After all, we need to come to terms with the fact that as much as Jesus was sent to earth to spread love and bring unity, he also was sent here to combat evil, in whatever form that may take, including greed and selfishness and racism and environmental destruction and the hoarding of wealth.
And sometimes the fight against such forces is going to get ugly … “I came to bring fire to the earth, and how I wish it were already kindled!”
Jesus knew the stakes, and he wasn’t shy with what this meant for his followers. When he talks about the division he brings with him, he isn’t talking about the trivial disagreements between one U.S. political party and the other.
The division he was talking about is what it means to be a Jesus follower, and how that separates Jesus followers from the rest of the world.
Quoting from the gospel: “father against son, and son against father, mother against daughter, and daughter against mother,” etc.
In the 1st century, as people converted to Christianity … converted to become Jesus followers … it meant that they’d often be at odds with even their loved ones. … A son might convert, and be at odds with his father’s beliefs. And so on.
What Jesus meant to tell us is that following in his footsteps was going to separate us from those who belong to this world, those who have adopted the earthly value systems as their own. And so we will be in the middle of the division.
Don’t misunderstand Jesus here: He isn’t insinuating that the trivial misguided divisions that separate us here on earth are his doing. That’s all on us.
The division for which he is responsible and brings with him is the division of Jesus follower versus the rest of the earthly believers. … A division that may put us at odds even with those we love the most. … And that, my friends, can be terrifying.
So, again, I ask, just what is that we are to do with today’s gospel. A gospel that both casts judgement us as being hypocritical, earthly dwellers, but also tells us that there is a path, a way through the difficult challenges this world presents us.

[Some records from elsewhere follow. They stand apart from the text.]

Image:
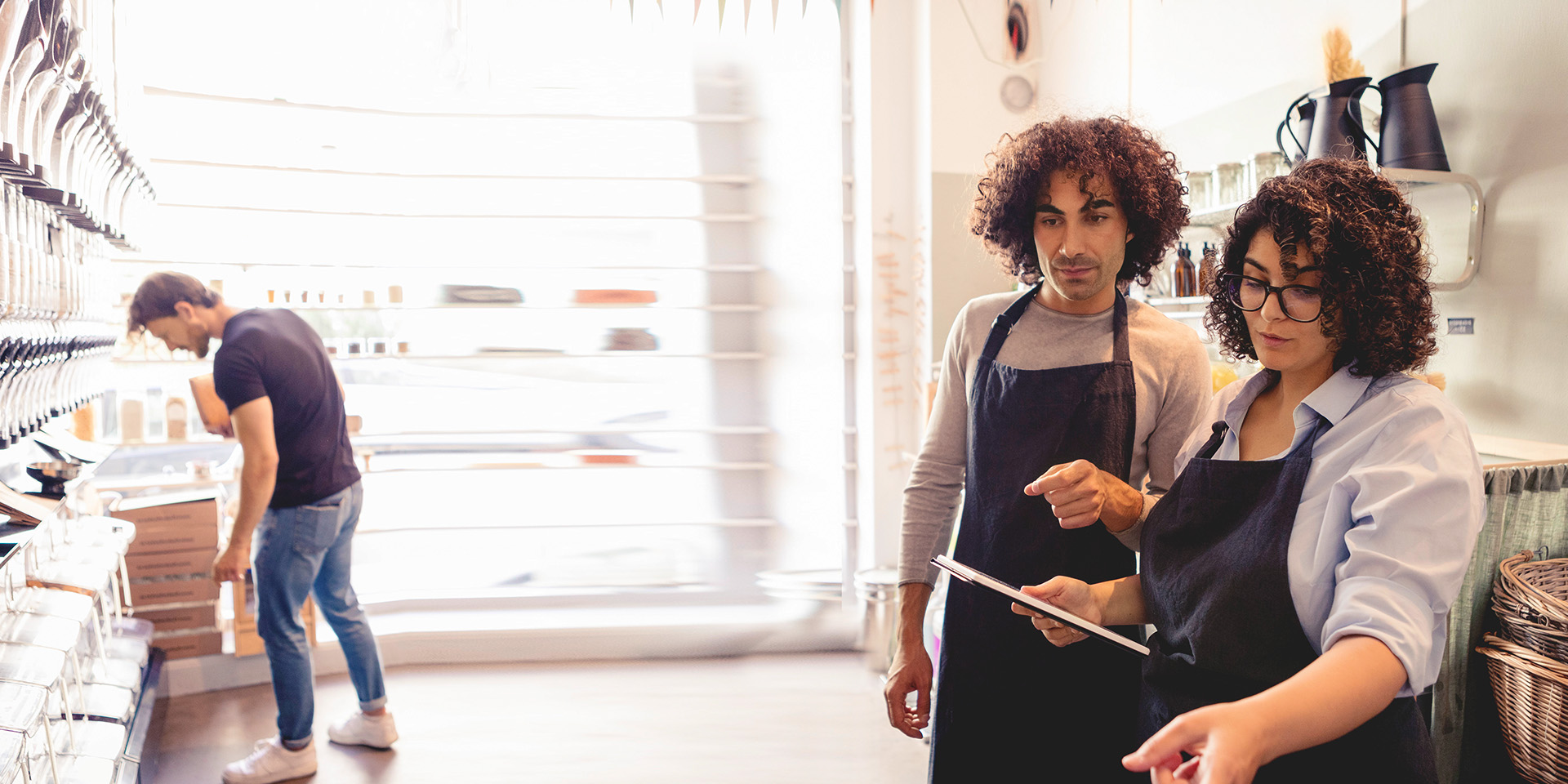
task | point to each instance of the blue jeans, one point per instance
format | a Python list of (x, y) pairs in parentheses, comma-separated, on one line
[(300, 550)]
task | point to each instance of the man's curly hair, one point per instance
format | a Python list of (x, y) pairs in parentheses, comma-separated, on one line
[(1142, 173), (1366, 240)]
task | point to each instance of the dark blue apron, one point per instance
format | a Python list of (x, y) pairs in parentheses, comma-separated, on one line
[(1010, 706), (1215, 584)]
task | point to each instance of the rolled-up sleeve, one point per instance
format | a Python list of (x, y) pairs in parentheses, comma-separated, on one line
[(1416, 507)]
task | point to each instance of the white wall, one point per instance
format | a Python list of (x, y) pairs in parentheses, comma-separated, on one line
[(1214, 78)]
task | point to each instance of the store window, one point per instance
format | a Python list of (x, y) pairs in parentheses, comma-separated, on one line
[(529, 234)]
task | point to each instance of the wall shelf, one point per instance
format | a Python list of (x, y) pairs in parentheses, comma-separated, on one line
[(1413, 179)]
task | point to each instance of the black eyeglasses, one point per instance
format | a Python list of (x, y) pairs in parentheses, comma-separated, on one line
[(1300, 303)]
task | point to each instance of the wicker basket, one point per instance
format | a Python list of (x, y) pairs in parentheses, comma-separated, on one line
[(1520, 610), (1535, 591), (1532, 706)]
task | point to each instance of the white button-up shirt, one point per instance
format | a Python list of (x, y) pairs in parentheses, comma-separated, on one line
[(1390, 513)]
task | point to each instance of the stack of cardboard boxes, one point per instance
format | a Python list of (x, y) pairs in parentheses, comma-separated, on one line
[(172, 569), (172, 576)]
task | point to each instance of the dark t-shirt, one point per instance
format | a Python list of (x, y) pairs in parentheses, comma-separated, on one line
[(276, 354)]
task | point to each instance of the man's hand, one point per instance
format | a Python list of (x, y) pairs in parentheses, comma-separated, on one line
[(910, 671), (231, 565), (1080, 496), (1075, 596)]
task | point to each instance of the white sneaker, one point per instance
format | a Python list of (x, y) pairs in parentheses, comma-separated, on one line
[(361, 729), (272, 761)]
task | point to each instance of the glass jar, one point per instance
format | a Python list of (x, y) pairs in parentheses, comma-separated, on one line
[(1230, 182), (1200, 190)]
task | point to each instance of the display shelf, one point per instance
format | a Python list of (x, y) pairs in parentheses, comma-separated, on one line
[(591, 430), (644, 523), (724, 356), (598, 466), (1214, 216), (524, 306), (483, 267), (1164, 301), (1413, 179)]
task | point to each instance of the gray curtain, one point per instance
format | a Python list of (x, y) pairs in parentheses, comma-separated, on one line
[(1526, 510)]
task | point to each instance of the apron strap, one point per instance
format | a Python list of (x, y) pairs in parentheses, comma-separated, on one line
[(1118, 327), (1004, 323), (1209, 448)]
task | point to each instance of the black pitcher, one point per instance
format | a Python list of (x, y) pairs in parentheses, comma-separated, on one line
[(1336, 122), (1298, 122), (1409, 134)]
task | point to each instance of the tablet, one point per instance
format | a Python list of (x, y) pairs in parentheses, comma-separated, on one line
[(978, 577)]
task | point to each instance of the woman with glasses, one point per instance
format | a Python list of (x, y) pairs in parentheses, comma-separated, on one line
[(1302, 567)]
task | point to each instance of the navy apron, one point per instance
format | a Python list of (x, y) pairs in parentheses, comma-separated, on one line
[(1005, 695), (1215, 586)]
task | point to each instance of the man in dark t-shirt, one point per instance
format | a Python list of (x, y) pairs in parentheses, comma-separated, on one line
[(300, 494)]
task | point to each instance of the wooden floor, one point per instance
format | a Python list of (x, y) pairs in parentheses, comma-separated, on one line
[(770, 719)]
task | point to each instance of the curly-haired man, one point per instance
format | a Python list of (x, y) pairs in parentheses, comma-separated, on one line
[(1302, 568), (1036, 391)]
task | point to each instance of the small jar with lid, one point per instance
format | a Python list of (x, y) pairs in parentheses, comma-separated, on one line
[(1230, 182)]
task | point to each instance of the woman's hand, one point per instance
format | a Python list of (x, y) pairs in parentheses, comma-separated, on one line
[(1075, 596), (1225, 741)]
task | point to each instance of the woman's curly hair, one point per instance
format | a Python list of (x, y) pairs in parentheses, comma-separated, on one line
[(1143, 175), (1366, 240)]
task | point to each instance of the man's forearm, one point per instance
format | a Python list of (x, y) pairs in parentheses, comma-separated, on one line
[(257, 482), (1123, 504), (911, 612)]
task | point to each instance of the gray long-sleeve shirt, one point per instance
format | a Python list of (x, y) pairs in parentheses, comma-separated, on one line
[(1174, 386)]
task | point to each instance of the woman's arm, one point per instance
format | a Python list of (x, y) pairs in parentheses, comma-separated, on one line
[(1343, 688)]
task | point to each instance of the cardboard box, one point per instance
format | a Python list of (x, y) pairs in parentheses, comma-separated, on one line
[(245, 639), (176, 618), (185, 647), (179, 521), (173, 591), (177, 564)]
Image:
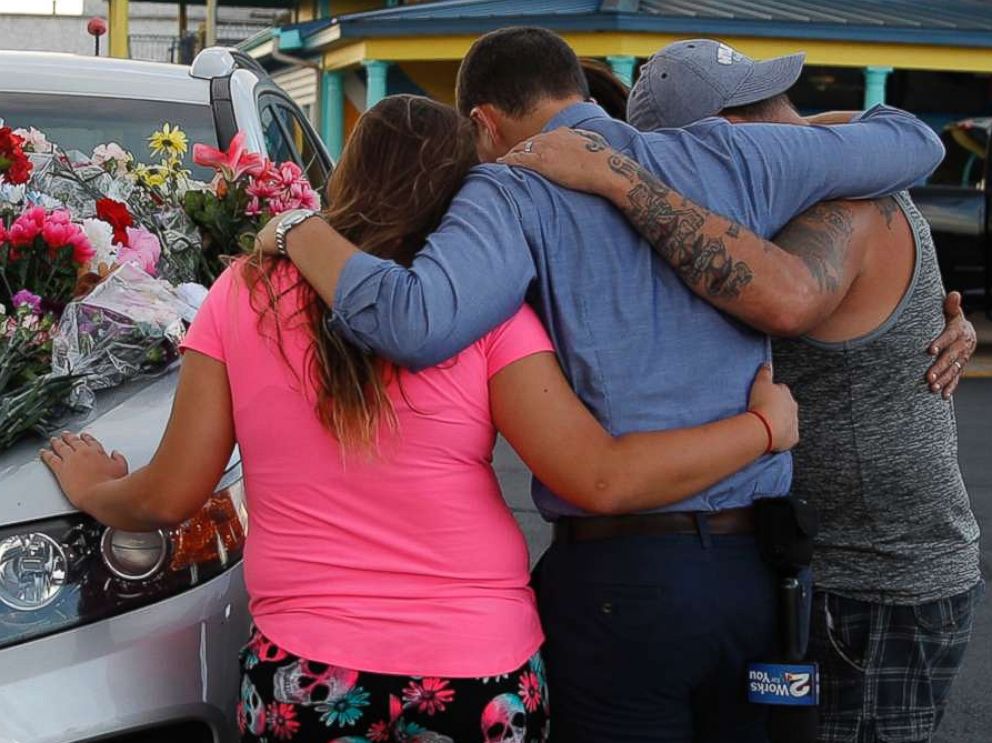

We can all acknowledge that we live in a difficult time. I don’t feel qualified to decide whether it’s any more divisive of an age than any other, but it sure seems so in my short four and a half decades on this earth.
I don’t think it’s an exaggeration to say that society seems to be tearing itself apart, and the divisions are many: politics, religious disagreements, international discord, fights over the environment, abortion, access to health care … and this list goes on.
But the radical question I have for you is: What if it is Jesus himself that is responsible for these divisions? ... What if in our arrogance we’ve assumed that the “other” side is to be blamed … when after all it was Christ himself exposing us for the hypocrites we really are?
As Luther professor Dr. Michael Chan recently wrote in a commentary based on this gospel passage: “But those moments of crisis call us to cling to Christ, thank him for his fire, and acknowledge that he is present, exposing us for what we are, and ultimately offering us the gift of true peace.”
Yes, today’s gospel reminds us that Christ brings his fire to this earth to expose all that is wrong with it. … But Jesus also brings his peace to us as well, and in this age when the divisiveness feels so acute, that is what we must cling to.
And that is the good news for this Sunday. … Amen.